Idaho struggles to keep pot smugglers at bay

But, while Oregon and Washington see tax revenue pour in from recreation pot sales, their neighbor to the east is struggling to keep up.

Marijuana has raised millions and millions of dollars for Washington and Oregon since it was legalized. However, it is still outlawed in Idaho and that's presenting a problem.

COEUR D’ALENE, Idaho – You do not have to look hard to see the big money legal marijuana brings in.

Oregon collected $25 million in 2016 pot revenue. Washington’s marijuana sales have passed $1 billion and Spokane County residents spent more money on marijuana than on wine, bread or milk.

But, while Oregon and Washington see tax revenue pour in from recreation pot sales, their neighbor to the east is struggling to keep up.

Between 2011 and 2015, Idaho State Police saw a huge increase in the amount of pot they seized from people passing through their state.

"We've seen almost, approximately a 1000 percent increase in the amount of marijuana that we've seized in Idaho since it's became legal in Washington," said Idaho State Police Captain John Kempf.

In 2011, ISP seized 131 pounds of marijuana. Then, in 2015 after voters in Oregon and Washington voted to legalize pot, the amount of marijuana seized climbed to 1,644 pounds. Those number only take into account busts of a pound or more.

Many of those seizures came at the hands of Corporal Kevin Kessler and his K9 partner. He said the busts begin as traffic stops, and from there he says they find pot. Often times it is not destined for Idaho, but Washington and Oregon's high grade marijuana is being smuggled farther east.

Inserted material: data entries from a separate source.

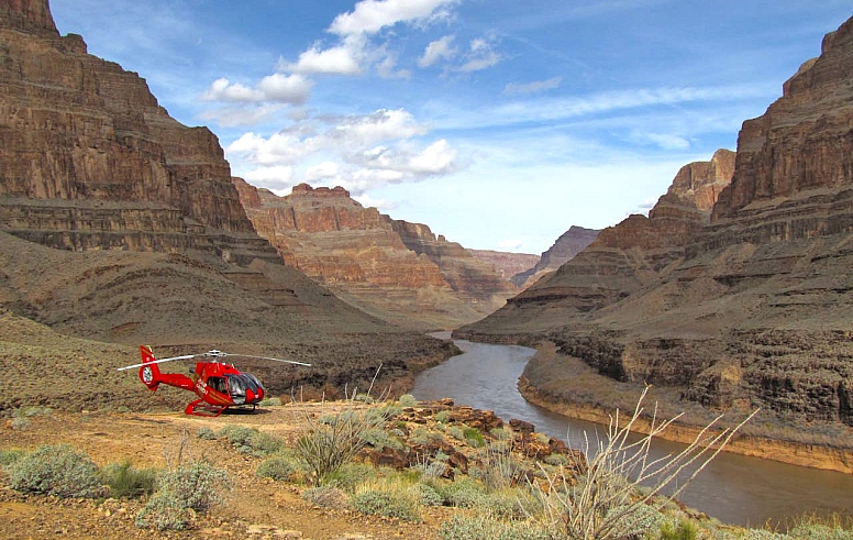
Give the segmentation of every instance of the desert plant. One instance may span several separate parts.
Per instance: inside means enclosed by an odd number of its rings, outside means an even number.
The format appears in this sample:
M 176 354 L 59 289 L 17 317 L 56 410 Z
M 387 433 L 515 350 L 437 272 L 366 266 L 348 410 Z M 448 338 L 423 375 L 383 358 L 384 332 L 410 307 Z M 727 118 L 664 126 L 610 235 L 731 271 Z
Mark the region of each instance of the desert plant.
M 551 540 L 547 531 L 533 524 L 464 515 L 444 521 L 439 536 L 442 540 Z
M 112 463 L 103 469 L 103 481 L 110 486 L 110 497 L 142 497 L 154 492 L 157 471 L 136 469 L 130 460 Z
M 26 450 L 20 449 L 20 448 L 12 448 L 7 450 L 0 450 L 0 466 L 9 466 L 12 463 L 16 462 L 24 455 L 26 455 L 29 452 Z
M 366 515 L 420 521 L 420 497 L 402 482 L 375 481 L 363 484 L 350 499 L 355 510 Z
M 539 489 L 543 521 L 560 539 L 609 540 L 643 535 L 656 526 L 660 508 L 678 496 L 685 487 L 731 440 L 746 422 L 732 429 L 712 429 L 722 418 L 701 429 L 694 441 L 677 454 L 660 459 L 649 455 L 652 439 L 666 430 L 678 416 L 658 421 L 656 408 L 649 420 L 649 434 L 631 442 L 629 434 L 643 415 L 644 390 L 628 422 L 620 422 L 619 411 L 611 417 L 607 437 L 598 441 L 595 452 L 586 444 L 586 464 L 576 478 L 565 470 L 547 474 L 546 491 Z M 753 414 L 754 415 L 754 414 Z M 686 477 L 685 477 L 686 476 Z M 675 487 L 668 496 L 662 492 Z M 638 486 L 643 485 L 643 491 Z
M 480 430 L 477 428 L 463 428 L 462 437 L 465 439 L 465 442 L 474 448 L 481 448 L 486 445 L 486 438 L 483 437 L 483 433 L 480 433 Z
M 196 513 L 207 511 L 222 500 L 220 494 L 228 485 L 228 473 L 203 461 L 164 471 L 157 476 L 157 491 L 136 515 L 136 526 L 186 529 Z
M 698 535 L 696 525 L 686 519 L 682 519 L 678 522 L 665 519 L 660 524 L 658 528 L 658 540 L 696 540 Z
M 363 408 L 355 400 L 356 392 L 345 400 L 345 410 L 336 415 L 320 415 L 318 421 L 312 415 L 298 416 L 301 434 L 296 451 L 311 472 L 314 485 L 321 485 L 335 471 L 368 444 L 365 433 L 383 429 L 387 421 L 384 408 Z M 325 400 L 321 404 L 325 407 Z
M 8 467 L 13 489 L 57 497 L 95 497 L 102 493 L 98 465 L 68 444 L 43 445 Z
M 414 484 L 409 487 L 409 491 L 414 494 L 421 506 L 442 506 L 444 504 L 444 497 L 429 484 Z
M 276 482 L 287 482 L 299 469 L 283 455 L 274 455 L 264 460 L 255 470 L 258 478 L 273 478 Z
M 346 494 L 334 486 L 309 487 L 302 492 L 301 497 L 302 500 L 323 508 L 345 508 L 348 500 Z

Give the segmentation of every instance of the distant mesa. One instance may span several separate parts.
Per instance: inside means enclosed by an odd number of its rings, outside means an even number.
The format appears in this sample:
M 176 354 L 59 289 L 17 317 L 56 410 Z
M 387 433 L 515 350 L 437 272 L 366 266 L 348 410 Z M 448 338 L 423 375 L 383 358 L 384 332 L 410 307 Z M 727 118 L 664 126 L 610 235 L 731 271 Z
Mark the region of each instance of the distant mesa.
M 517 289 L 489 262 L 428 225 L 365 208 L 342 187 L 295 186 L 278 197 L 233 179 L 258 233 L 286 263 L 372 315 L 416 328 L 454 328 Z
M 772 437 L 789 437 L 774 421 L 853 426 L 851 80 L 853 19 L 743 123 L 736 154 L 685 166 L 647 218 L 605 229 L 454 335 L 547 337 L 562 355 L 532 361 L 524 388 L 557 408 L 589 395 L 565 371 L 579 362 L 601 393 L 646 383 L 711 409 L 761 407 Z

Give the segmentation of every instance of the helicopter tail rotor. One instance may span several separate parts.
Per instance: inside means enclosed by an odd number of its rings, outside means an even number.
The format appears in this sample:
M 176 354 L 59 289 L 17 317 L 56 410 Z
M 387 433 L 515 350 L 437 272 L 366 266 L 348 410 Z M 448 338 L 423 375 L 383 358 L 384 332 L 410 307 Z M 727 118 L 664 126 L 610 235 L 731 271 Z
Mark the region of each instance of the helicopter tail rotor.
M 154 357 L 154 353 L 147 345 L 140 345 L 140 354 L 142 355 L 142 364 L 140 365 L 140 381 L 142 384 L 148 387 L 151 392 L 155 392 L 160 384 L 160 372 L 157 361 Z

But, The Washington Liquor and Cannabis Board said the marijuana seized by ISP being grown legally in Washington is not being diverted to the black market. WSLCB Spokesperson Mikhail Carpenter said they track marijuana from seed to sale.

“We have not cited anyone for diversion, our licensees have invested a lot of money into their businesses and face pretty severe consequences for diverting product,” said Carpenter. “While marijuana is legal in Washington the black market still exists and could also be accounting for seizures along the border."

Whoever is growing it, Capitan Kempf said more and more high-grade marijuana from Washington and Oregon is being smuggled through Idaho.

"But it has become a burden for Idaho because these are not, typically they're not Idaho criminals. We wind up importing them here, they get caught here, we prosecute them here," said Kempf.

While marijuana is legal in at least some capacity in 25 states and Washington DC, it remains illegal in Idaho and at the federal level. As long as that is the case, Kempf said troopers will continue to seize large amount pot that pour through the state.

"I'm a big believer in democracy and it is something that Washington and Oregon and Colorado and other states have felt that they needed in their states and Idaho does not feel that way, and until they do we're going to keep enforcing the laws that we have," said Kempf.

This is an issue states that boarder Colorado are dealing with as well. The Attorney's General for Nebraska and Oklahoma both sued Colorado saying their jails are overflowing with smugglers getting caught with Colorado pot. The U.S. Supreme court ultimately declined to hear the lawsuit. Legalization advocates argue that smuggling would stop if other states changed their laws to reflect the reality that marijuana is a widely used drug.